Examples of units other than TFE units and PAVE units include chlorotrifluoroethylene, vinyl fluoride, ethylene, ethylidene norbornene, vinyl crotonate, hexafluoropropylene (HFP), and vinylidene fluoride (VdF).
50 mol% or less is preferable with respect to all the units, and 30 mol% or less is more preferable, and 10 mol% or less is further more preferable.

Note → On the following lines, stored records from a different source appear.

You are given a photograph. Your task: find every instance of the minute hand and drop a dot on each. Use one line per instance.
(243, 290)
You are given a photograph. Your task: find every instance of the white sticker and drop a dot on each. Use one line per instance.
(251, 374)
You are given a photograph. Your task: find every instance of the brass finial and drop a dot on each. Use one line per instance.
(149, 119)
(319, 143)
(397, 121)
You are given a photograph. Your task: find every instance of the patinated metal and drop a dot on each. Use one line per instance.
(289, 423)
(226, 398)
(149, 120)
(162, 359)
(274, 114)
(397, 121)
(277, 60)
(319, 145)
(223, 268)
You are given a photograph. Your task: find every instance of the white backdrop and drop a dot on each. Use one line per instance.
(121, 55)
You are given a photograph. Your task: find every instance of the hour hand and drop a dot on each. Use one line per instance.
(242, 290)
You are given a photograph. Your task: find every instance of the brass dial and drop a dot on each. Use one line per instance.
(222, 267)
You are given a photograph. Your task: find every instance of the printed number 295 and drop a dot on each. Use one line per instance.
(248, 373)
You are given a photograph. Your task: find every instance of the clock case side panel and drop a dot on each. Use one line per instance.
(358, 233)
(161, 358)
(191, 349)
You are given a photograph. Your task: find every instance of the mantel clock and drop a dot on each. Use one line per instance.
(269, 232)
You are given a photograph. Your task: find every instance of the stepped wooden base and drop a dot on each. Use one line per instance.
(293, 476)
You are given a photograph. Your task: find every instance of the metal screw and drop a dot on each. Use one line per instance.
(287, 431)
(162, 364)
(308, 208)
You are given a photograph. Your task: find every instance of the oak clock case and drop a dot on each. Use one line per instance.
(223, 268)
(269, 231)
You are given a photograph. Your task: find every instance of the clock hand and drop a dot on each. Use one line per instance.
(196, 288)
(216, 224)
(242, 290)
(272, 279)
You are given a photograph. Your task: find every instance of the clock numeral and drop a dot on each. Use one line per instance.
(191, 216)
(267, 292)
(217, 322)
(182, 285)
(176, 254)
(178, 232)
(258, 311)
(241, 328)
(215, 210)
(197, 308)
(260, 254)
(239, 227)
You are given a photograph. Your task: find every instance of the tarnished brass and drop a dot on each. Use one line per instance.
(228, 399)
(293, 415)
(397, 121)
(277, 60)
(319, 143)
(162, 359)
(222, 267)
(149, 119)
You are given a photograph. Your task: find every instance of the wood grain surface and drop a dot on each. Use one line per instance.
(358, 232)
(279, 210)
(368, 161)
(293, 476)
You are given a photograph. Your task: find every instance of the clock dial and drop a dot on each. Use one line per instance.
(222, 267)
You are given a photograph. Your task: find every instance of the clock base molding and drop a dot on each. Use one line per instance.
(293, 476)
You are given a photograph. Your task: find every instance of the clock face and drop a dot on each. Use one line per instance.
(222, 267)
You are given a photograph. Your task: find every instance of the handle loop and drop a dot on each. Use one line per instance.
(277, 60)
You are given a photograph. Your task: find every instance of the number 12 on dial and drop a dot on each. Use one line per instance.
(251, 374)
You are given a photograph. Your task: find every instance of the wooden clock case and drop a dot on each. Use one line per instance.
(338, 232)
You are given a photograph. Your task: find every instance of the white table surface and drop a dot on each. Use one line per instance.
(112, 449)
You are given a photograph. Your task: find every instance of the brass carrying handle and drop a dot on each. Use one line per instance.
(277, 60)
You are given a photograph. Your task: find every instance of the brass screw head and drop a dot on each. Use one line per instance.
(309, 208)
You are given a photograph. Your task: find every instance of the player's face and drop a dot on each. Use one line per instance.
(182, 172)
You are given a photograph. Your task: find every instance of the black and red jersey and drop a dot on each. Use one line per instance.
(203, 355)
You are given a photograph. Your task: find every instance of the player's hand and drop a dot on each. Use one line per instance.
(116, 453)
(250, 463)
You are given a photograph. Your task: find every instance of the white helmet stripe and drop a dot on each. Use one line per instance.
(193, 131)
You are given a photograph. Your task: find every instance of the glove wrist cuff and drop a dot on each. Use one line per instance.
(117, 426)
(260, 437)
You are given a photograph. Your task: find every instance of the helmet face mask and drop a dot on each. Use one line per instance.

(2-2) The TFE unit, the PAVE unit, and one or more units of the unit II based on the monomer II represented by the following formula (II), and the total of the TFE unit, the PAVE unit, and the unit II is 50 to 100 moles % Copolymer. You may contain 0.01-5.0 mass% of iodine atoms.
CR ¹¹ R ¹² = CF-Q-R ¹³ -CO-Z (II)
(In formula (II), R ¹¹ and R ¹² are each independently a hydrogen atom or a fluorine atom, Q is a single bond or an etheric oxygen atom, R ¹³ is a fluoroalkylene group or two or more fluoroalkylenes At least one end of the group or a group having an etheric oxygen atom between carbon-carbon bonds, and -Z is -OH, -OR ¹⁴ , -NR ¹⁵ R ¹⁶ , -NR ¹⁷ NR ¹⁸ H, or NR ¹⁹ OR ²⁰ And R ¹⁴ is an alkyl group, and R ¹⁵ , R ¹⁶ , R ¹⁷ , R ¹⁸ , R ¹⁹ and R ²⁰ each independently represent a hydrogen atom or an alkyl group.)
When R ¹³ is a fluoroalkylene group, the number of carbon atoms is preferably 1 to 6, and more preferably 1 to 4.
When R ¹³ is a fluoroalkylene group having an etheric oxygen atom, the number of carbon atoms is preferably 2 to 10, and more preferably 2 to 6. The etheric oxygen atom is present at one end of the fluoroalkylene group, between carbon-carbon bonds, or both.
When R ¹³ is a fluoroalkylene group having an etheric oxygen atom, a perfluoroalkylene group is preferred.
1-6 are preferable and, as for the carbon atom number of R < ¹⁴ >, 1 or 2 is more preferable.
Each of R ¹⁵ , R ¹⁶ , R ¹⁷ , R ¹⁸ , R ¹⁹ and R ²⁰ independently is preferably a hydrogen atom or an alkyl group having 1 to 6 carbon atoms, and a hydrogen atom or an alkyl group having 1 or 2 carbon atoms Is more preferred.
-Z is ^{-OR 14} is more preferable.
As monomer II,
CF ₂ = CFO (CF ₂ ) ₂ COOCH ₃ ,
CF ₂ = CFO (CF ₂ ) ₃ COOCH ₃ ,
CF ₂ = CFO (CF ₂ ) ₄ COOCH ₃ ,
CF ₂ = CFO (CF ₂ ) ₅ COOCH ₃ ,
CF ₂ = CFOCF ₂ CF (CF ₃ ) O (CF ₂ ) ₂ COOCH ₃ ,
CF ₂ = CFOCF ₂ CF (CF ₃ ) O (CF ₂ ) ₃ COOCH ₃ ,
CF ₂ = CFO (CF ₂ ) ₂ O (CF ₂ ) ₂ COOCH ₃ ,
CF ₂ = CFO (CF ₂ ) ₃ O (CF ₂ ) ₂ COOCH ₃ ,
_{CH 2 = CFCF 2 OCF (CF} 3) COOCH 3,
_{CH 2 = CFCF 2 OCF (CF} 3) CF 2 OCF (CF 3) COOCH 3 can be exemplified.
By irradiation with light having a wavelength of 150 to 300 nm, -Q-R ¹³ -CO-Z of unit II causes a reaction in which -CO-Z is eliminated to produce a -Q-R ¹³ radical, resulting in two -Q By the reaction of -R ¹³ · radicals, a cross-linked structure (-QR ¹³ -R ¹³ -Q-) is formed between molecules.
0.01-100 mol% is preferable, as for content of the unit II with respect to all units, 0.1-20 mol% is more preferable, and 0.1-5 mol% is more preferable.
The molar ratio of TFE units / PAVE units is preferably 5/95 to 95/5, more preferably 20/80 to 80/20, and still more preferably 50/50 to 70/30.
As the TFE unit, the PAVE unit and the unit other than the monomer II, the unit (4) described in paragraph [0041] of WO 2015/098773 can be exemplified.
30 mol% or less is preferable with respect to all the units, and, as for another unit, 10 mol% or less is more preferable.
0.1-4 mmol / g is preferable, as for content of group represented by -CO-Z per 1 g of the said copolymer, 0.1-3 mmol / g is more preferable, 0.3-1 mmol / g Is more preferred.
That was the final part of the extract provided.